Richmond Heathrow Campaign (RHC) heard the complaints at a meeting last week, at which the audience said BAA had never responded to their queries.

BAA said that from July 1, the start of the second phase of operational freedom trials, to September 26 it had received slightly more than 4,000 comments about noise.

Councillor Gemma Stockley told the meeting on September 20 that people could also lodge complaints with Richmond Council.

But Professor Ian Bruce, giving a detailed review of the trials, said the first phase had not successfully proven the benefits of reducing runway alternation, and the extension of the current second phase to nine months gave the impression that BAA was trying to experiment with a long term arrangement for the future.

He said it was important for people to register their complaints to BAA as often as possible, because this was the only way the trials would be measured from the environmental noise perspective.

A BAA spokesman said: “Heathrow has taken out adverts in local papers encouraging residents to give their views on the trial and we welcome any similar moves by local councils.

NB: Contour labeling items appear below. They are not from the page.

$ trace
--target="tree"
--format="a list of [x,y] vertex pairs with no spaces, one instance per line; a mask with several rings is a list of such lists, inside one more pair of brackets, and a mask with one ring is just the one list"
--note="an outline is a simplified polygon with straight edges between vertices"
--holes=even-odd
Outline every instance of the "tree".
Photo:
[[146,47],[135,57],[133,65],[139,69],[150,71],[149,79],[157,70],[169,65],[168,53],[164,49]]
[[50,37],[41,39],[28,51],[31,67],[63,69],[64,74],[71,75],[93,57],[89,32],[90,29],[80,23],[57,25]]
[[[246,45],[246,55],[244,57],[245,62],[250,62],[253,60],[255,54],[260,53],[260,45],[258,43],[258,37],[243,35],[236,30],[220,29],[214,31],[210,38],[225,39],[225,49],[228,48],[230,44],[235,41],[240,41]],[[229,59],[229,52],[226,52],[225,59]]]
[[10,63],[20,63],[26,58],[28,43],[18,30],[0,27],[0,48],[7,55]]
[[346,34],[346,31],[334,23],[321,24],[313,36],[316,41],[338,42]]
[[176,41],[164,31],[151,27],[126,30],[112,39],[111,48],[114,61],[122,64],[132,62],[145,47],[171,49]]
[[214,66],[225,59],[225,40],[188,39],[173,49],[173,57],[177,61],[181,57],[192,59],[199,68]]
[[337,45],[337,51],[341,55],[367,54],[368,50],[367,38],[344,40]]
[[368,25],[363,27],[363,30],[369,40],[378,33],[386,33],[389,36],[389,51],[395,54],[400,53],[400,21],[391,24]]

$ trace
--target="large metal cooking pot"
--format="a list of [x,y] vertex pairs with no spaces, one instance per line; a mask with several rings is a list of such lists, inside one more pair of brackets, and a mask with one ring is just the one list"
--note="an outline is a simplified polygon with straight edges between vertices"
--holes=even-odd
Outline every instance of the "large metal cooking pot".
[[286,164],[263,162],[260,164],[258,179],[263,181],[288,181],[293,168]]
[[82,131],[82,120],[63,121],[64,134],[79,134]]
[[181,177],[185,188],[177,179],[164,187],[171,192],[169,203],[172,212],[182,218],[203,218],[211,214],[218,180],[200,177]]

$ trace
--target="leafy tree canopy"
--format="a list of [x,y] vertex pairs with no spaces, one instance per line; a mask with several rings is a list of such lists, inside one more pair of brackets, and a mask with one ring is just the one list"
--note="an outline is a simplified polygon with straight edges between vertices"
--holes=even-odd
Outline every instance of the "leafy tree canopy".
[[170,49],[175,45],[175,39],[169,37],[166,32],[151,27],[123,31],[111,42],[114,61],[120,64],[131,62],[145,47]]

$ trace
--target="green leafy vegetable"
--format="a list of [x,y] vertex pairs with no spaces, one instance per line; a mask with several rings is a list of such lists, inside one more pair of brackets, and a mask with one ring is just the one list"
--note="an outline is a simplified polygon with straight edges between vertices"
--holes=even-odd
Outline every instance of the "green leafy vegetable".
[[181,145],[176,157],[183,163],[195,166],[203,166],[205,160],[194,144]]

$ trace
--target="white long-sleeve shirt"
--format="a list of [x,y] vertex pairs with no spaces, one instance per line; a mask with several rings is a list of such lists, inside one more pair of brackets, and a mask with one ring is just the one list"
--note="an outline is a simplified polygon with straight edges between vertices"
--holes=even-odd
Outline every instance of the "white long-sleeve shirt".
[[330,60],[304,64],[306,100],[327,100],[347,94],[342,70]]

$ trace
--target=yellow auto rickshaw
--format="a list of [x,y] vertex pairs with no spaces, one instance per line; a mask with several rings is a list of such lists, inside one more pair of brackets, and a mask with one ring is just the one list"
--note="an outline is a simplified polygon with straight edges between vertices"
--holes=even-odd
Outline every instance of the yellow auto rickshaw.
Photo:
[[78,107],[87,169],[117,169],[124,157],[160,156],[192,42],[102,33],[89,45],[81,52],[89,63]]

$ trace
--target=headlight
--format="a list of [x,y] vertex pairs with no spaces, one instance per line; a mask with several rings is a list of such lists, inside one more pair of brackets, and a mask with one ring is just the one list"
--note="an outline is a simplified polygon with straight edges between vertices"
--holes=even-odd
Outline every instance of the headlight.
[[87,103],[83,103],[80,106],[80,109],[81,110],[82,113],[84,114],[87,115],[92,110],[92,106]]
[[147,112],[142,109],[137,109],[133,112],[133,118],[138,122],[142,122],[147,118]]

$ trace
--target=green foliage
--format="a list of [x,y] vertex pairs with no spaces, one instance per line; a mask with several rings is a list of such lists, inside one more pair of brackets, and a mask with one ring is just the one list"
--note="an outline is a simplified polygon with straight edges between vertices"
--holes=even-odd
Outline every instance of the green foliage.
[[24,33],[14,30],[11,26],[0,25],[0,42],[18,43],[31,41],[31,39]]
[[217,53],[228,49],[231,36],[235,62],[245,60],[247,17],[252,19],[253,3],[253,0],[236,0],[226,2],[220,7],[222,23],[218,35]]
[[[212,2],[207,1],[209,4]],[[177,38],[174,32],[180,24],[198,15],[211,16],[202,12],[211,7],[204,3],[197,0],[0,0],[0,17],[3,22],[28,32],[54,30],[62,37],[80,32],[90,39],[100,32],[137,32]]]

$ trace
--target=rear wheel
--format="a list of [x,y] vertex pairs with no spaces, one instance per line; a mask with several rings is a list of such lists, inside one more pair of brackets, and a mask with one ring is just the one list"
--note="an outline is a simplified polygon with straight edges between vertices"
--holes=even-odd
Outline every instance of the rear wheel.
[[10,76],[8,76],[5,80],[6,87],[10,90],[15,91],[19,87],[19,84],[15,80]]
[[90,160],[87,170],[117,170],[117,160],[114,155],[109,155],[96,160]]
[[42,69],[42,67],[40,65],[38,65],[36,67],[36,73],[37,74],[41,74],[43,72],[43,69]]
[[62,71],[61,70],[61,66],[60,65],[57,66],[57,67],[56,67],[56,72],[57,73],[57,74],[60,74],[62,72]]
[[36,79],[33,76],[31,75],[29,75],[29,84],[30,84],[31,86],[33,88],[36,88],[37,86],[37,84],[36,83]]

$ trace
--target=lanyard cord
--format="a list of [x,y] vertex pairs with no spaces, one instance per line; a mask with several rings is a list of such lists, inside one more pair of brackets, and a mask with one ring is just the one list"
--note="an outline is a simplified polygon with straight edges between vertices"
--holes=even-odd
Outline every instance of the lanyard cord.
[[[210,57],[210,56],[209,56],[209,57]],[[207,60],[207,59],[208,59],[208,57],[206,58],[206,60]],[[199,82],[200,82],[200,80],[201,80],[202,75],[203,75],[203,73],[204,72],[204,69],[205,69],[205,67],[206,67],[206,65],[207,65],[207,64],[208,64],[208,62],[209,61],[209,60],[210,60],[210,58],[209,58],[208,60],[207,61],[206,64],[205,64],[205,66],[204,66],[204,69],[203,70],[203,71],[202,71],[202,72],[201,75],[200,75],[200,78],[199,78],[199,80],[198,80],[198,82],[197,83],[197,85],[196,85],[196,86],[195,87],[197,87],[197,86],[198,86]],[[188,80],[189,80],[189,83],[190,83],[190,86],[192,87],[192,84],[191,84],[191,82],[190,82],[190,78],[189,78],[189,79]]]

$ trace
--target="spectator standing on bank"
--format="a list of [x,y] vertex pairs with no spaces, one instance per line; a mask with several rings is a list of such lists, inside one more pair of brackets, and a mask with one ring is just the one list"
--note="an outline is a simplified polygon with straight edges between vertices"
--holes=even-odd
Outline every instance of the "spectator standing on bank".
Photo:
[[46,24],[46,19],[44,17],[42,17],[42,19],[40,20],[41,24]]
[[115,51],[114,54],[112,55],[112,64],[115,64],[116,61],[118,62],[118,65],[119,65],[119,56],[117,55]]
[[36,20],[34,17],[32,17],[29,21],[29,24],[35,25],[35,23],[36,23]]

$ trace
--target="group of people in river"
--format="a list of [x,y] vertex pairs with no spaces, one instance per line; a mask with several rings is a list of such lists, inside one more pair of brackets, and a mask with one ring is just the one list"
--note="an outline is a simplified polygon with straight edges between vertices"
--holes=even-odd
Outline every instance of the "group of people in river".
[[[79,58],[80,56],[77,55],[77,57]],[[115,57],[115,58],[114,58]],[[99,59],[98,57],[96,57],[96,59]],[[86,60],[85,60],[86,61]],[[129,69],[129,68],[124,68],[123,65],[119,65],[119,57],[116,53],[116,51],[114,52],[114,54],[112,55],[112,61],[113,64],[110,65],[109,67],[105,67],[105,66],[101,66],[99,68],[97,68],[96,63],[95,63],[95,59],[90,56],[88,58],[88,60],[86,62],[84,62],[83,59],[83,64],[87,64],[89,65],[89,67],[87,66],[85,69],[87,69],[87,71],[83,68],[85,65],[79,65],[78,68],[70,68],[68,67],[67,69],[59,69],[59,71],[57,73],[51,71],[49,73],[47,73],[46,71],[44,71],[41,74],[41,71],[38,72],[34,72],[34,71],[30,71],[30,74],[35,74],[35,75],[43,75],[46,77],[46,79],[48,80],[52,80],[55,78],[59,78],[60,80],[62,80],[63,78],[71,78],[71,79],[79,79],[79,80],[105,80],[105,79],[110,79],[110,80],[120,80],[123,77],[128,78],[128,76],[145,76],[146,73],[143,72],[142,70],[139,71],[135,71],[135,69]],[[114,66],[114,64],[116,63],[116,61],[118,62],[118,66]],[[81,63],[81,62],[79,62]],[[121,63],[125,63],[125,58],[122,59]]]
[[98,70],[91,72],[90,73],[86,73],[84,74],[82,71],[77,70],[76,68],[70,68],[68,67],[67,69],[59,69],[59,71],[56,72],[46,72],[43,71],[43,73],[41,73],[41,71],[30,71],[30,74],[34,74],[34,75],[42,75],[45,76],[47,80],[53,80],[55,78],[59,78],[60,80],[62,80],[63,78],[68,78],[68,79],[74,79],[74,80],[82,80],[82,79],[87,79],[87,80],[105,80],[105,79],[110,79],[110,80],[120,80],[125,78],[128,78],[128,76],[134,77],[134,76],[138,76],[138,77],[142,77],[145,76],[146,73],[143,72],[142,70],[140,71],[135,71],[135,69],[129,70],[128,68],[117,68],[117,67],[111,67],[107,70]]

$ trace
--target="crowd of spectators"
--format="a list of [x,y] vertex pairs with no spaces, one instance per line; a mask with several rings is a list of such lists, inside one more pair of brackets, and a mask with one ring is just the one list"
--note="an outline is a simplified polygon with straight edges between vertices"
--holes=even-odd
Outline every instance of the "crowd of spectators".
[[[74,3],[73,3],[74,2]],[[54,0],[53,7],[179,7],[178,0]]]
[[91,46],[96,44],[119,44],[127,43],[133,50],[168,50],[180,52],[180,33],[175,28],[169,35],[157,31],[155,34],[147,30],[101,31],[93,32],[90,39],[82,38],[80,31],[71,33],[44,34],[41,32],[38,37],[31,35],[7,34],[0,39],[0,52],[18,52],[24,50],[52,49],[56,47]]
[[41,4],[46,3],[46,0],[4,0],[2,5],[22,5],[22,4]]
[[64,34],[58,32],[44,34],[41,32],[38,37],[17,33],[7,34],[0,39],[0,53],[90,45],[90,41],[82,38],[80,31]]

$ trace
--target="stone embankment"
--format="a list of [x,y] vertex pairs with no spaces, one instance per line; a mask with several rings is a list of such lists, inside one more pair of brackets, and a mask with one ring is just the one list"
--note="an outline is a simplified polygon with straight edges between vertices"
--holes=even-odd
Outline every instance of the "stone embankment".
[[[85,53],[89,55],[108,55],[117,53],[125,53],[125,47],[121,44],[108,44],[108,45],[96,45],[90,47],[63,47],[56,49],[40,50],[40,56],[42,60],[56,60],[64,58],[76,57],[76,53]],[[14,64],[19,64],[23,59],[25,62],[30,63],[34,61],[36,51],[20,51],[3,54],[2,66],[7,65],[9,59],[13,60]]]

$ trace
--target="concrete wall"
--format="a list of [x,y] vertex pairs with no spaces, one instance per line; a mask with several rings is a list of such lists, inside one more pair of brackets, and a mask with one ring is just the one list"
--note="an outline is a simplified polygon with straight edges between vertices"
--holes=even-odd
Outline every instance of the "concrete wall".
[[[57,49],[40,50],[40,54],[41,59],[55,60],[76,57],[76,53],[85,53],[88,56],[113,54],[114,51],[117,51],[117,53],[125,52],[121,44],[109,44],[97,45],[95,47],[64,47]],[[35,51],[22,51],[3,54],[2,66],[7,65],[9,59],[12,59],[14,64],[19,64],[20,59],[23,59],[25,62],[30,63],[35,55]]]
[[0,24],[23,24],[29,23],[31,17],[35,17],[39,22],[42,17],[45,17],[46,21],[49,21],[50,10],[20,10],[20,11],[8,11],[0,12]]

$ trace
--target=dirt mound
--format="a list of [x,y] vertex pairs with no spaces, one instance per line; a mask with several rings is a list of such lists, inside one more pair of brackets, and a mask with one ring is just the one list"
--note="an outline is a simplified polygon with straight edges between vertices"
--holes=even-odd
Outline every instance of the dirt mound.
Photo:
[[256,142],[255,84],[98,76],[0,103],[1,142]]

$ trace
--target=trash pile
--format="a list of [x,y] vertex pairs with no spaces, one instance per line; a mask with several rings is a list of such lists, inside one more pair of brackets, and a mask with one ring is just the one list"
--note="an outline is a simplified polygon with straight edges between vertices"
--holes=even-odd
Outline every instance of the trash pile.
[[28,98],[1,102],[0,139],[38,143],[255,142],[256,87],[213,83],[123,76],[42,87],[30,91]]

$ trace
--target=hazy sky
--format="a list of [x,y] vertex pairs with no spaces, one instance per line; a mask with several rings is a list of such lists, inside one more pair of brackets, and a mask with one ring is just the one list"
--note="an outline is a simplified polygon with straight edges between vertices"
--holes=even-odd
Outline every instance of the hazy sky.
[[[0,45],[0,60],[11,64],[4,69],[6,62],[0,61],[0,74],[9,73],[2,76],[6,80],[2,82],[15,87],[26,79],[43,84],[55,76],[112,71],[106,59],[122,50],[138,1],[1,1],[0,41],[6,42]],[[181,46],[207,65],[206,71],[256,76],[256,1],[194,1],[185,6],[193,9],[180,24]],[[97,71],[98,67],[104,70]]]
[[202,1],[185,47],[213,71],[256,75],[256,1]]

“Operational freedoms are designed to improve the resilience of the airport and can benefit local residents for example by reducing the number of flights in the late evening.

“The trial does not involve any extra flights and can only be triggered in relation to disruption or delays.”

Richmond Council said it had 250 responses to its survey on the second phase, with 96 per cent of people complaining about noise.

John Coates from the council’s environmental team, said there was also a current breach of Heathrow’s nitrogen dioxide limits, set by the European Commission, which could expose the UK Government to a £300m fine if levels were not reduced by 2015.

He said any further growth in Heathrow would be unsustainable without addressing pollution.

Mr Coates said: “How can they bring in a new runway when they are already exceeding the carbon emissions limit?”

RHC members held recent meetings with officials from BAA, Department for Transport and ACL, which manages slots at Heathrow, with upcoming meetings scheduled with NATS and CAA, to convey the message that, despite popular misconception, Heathrow was not full and could be used in a more efficient way to satisfy demand without increasing current air traffic.
 

Solutions:

Gareth Harper provided RHC’s vision of how existing capacity within Heathrow could be utilised, without the need for an additional runway, mixed mode, loss of alternation or night flights:

•     Encourage larger aircraft and discourage smaller aircraft.
•     Encourage higher seat occupancy.
•     Make better co-ordinated use of London’s five main airports.
•     Encourage more direct point-to-point services from regional airports.

He said increased code-sharing between airlines and an increase in aviation tax (offset by other taxes), through extending air passenger duty to transfer passengers, increase the rate of tax and possibly replace APD with a duty on slots.

Mr Harper said solutions proposed by RHC were economically more efficient than the proposed £10 billion cost of building the third runway at Heathrow.